Class: Ferret::Index::IndexReader

Inherits:

Object

Object
Ferret::Index::IndexReader

show all

Includes:: MonitorMixin

Defined in:: lib/ferret/index/index_reader.rb

Overview

IndexReader is an abstract class, providing an interface for accessing an index. Search of an index is done entirely through this abstract interface, class which implements it is searchable.

Concrete subclasses of IndexReader are usually constructed with a call to one of the static open() methods, e.g. #open.

For efficiency, in this API documents are often referred to via _document numbers_, non-negative integers which each name a unique document in the index. These document numbers are ephemeral, ie they may change as documents are added to and deleted from an index.
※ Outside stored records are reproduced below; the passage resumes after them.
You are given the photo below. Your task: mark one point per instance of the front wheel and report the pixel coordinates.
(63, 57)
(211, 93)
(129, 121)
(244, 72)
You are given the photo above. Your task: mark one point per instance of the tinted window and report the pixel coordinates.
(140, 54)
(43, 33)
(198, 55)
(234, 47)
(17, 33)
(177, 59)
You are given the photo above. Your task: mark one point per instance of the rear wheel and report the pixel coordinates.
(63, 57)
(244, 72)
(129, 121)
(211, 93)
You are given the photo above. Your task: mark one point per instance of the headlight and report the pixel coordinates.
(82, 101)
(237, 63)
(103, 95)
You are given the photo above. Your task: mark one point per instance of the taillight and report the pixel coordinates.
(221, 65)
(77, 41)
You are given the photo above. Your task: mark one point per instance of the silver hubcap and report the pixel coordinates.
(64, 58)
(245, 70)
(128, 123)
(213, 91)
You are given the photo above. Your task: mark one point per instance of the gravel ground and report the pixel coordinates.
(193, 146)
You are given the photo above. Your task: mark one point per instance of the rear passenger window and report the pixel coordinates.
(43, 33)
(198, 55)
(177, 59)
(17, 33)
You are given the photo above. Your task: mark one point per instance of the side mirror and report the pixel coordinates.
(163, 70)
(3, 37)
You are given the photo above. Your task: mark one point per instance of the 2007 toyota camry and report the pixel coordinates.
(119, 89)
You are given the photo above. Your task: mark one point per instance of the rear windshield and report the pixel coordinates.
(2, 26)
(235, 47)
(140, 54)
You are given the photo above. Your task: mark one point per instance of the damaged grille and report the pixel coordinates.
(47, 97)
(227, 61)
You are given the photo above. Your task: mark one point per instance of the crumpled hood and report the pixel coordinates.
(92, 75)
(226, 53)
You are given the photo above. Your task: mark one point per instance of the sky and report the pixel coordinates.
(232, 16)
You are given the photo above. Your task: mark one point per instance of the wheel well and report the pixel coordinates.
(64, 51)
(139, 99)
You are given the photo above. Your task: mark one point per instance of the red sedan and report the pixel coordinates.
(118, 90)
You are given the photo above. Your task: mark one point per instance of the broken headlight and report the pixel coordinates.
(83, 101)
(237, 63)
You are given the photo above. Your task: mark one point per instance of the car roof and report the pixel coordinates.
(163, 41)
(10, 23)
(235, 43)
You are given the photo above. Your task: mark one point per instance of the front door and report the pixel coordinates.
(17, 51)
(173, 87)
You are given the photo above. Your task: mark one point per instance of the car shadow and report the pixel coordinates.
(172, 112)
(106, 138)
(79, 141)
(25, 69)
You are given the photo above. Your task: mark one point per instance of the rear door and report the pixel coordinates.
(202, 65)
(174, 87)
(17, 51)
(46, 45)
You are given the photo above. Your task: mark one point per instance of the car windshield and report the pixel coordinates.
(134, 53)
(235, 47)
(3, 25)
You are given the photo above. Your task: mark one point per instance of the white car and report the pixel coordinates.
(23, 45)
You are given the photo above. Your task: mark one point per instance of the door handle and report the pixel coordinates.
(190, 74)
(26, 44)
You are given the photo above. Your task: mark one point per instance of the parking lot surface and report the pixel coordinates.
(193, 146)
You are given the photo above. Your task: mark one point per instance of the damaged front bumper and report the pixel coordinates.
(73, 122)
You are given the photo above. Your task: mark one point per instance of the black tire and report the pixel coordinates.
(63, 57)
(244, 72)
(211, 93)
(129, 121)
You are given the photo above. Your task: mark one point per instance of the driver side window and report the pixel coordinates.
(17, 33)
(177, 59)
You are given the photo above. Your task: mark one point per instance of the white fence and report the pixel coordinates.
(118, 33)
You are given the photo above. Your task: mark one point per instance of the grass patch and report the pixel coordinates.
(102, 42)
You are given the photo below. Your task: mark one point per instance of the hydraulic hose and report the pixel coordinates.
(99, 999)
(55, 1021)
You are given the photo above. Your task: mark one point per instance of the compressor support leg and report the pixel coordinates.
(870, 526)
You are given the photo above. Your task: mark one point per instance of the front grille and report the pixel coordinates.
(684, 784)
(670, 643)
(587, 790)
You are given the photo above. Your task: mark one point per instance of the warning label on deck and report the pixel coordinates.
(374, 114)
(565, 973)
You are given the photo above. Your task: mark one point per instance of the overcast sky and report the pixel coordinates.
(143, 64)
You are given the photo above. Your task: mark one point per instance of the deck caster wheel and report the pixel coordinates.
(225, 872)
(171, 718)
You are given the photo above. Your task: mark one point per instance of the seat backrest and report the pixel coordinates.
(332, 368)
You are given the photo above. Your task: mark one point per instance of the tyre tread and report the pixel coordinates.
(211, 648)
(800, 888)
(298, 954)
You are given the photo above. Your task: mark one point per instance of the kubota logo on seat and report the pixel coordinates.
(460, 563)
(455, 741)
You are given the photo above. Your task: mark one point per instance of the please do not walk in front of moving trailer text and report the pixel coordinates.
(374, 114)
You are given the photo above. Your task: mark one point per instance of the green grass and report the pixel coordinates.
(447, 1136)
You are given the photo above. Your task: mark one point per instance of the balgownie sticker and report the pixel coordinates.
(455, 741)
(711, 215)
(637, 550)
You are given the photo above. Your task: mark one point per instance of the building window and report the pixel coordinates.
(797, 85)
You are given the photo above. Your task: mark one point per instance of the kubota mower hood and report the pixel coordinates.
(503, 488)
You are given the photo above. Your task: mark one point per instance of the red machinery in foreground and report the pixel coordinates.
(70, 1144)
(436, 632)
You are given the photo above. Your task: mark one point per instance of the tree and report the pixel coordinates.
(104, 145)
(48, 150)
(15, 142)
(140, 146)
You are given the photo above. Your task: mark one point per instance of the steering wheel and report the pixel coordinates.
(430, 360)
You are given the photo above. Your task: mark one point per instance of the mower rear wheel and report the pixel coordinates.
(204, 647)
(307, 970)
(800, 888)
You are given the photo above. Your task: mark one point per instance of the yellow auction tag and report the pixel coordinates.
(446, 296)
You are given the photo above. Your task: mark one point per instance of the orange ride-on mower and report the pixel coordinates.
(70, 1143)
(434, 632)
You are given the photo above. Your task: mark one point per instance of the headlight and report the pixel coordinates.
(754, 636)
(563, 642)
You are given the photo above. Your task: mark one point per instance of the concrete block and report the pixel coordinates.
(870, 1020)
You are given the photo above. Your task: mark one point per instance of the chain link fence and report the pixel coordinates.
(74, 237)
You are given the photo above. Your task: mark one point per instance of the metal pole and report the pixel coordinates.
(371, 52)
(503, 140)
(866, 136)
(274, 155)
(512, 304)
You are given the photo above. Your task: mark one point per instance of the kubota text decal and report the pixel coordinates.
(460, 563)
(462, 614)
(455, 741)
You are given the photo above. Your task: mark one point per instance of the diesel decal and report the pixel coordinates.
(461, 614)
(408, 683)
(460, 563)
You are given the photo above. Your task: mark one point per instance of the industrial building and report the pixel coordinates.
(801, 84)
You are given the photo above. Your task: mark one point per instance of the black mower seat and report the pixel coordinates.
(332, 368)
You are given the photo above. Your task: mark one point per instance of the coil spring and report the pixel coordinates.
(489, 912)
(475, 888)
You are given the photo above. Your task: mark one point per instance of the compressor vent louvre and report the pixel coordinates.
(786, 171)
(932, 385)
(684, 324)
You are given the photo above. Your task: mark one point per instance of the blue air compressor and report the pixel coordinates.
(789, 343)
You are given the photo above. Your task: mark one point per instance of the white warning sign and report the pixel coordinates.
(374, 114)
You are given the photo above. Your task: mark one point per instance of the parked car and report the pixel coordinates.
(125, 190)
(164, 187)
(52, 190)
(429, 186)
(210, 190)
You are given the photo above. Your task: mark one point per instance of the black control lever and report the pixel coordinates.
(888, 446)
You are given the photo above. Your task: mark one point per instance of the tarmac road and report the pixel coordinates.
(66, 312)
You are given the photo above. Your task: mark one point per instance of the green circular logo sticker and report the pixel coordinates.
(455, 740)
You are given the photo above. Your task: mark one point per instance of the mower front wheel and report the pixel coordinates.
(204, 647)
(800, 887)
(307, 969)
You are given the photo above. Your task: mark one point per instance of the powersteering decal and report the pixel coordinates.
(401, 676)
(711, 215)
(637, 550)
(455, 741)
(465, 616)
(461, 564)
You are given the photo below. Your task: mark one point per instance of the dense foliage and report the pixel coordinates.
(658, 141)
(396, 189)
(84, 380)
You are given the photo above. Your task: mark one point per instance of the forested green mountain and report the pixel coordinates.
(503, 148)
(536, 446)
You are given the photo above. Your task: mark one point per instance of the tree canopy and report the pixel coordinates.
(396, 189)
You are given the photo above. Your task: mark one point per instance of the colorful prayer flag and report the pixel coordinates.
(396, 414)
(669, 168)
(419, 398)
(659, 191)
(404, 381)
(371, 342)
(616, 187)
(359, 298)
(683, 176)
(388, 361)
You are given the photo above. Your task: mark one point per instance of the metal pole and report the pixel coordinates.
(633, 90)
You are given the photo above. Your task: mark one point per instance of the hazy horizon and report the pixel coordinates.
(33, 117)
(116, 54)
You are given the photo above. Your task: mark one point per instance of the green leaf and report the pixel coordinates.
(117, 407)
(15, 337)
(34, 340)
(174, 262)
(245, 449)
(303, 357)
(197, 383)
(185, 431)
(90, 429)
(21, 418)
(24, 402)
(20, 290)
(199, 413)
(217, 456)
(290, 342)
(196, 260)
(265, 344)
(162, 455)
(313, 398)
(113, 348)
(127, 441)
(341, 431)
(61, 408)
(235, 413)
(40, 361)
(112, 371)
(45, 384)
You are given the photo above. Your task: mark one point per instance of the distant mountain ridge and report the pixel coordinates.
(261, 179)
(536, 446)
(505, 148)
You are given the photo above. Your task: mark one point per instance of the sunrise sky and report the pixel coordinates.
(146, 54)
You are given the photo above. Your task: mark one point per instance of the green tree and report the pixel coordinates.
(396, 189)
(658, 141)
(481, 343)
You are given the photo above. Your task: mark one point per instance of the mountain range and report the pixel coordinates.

Clients should thus not rely on a given document having the same number between sessions.

An IndexReader can be opened on a directory for which an IndexWriter is opened already, but it cannot be used to delete documents from the index then.

Direct Known Subclasses

MultiReader, SegmentReader

Defined Under Namespace

Classes: FieldOption

Constant Summary collapse

FILENAME_EXTENSIONS = This array contains all filename extensions used by Lucene’s index files, with one exception, namely the extension made up from .f + a number. Also note that two of Lucene’s files (deletable and segments) don’t have any filename extension.

["cfs",
"fnm",
"fdx",
"fdt",
"tii",
"tis",
"frq",
"prx",
"del",
"tvx",
"tvd",
"tvf",
"tvp"]

Instance Attribute Summary collapse

#directory ⇒ Object readonly

Returns the value of attribute directory.

Class Method Summary collapse

.get_current_version(directory) ⇒ Object

Reads version number from segments files.
.index_exists?(directory) ⇒ Boolean

Returns true if an index exists at the specified directory.
.open(directory, close_directory = true, infos = nil) ⇒ Object

Returns an index reader to read the index in the directory.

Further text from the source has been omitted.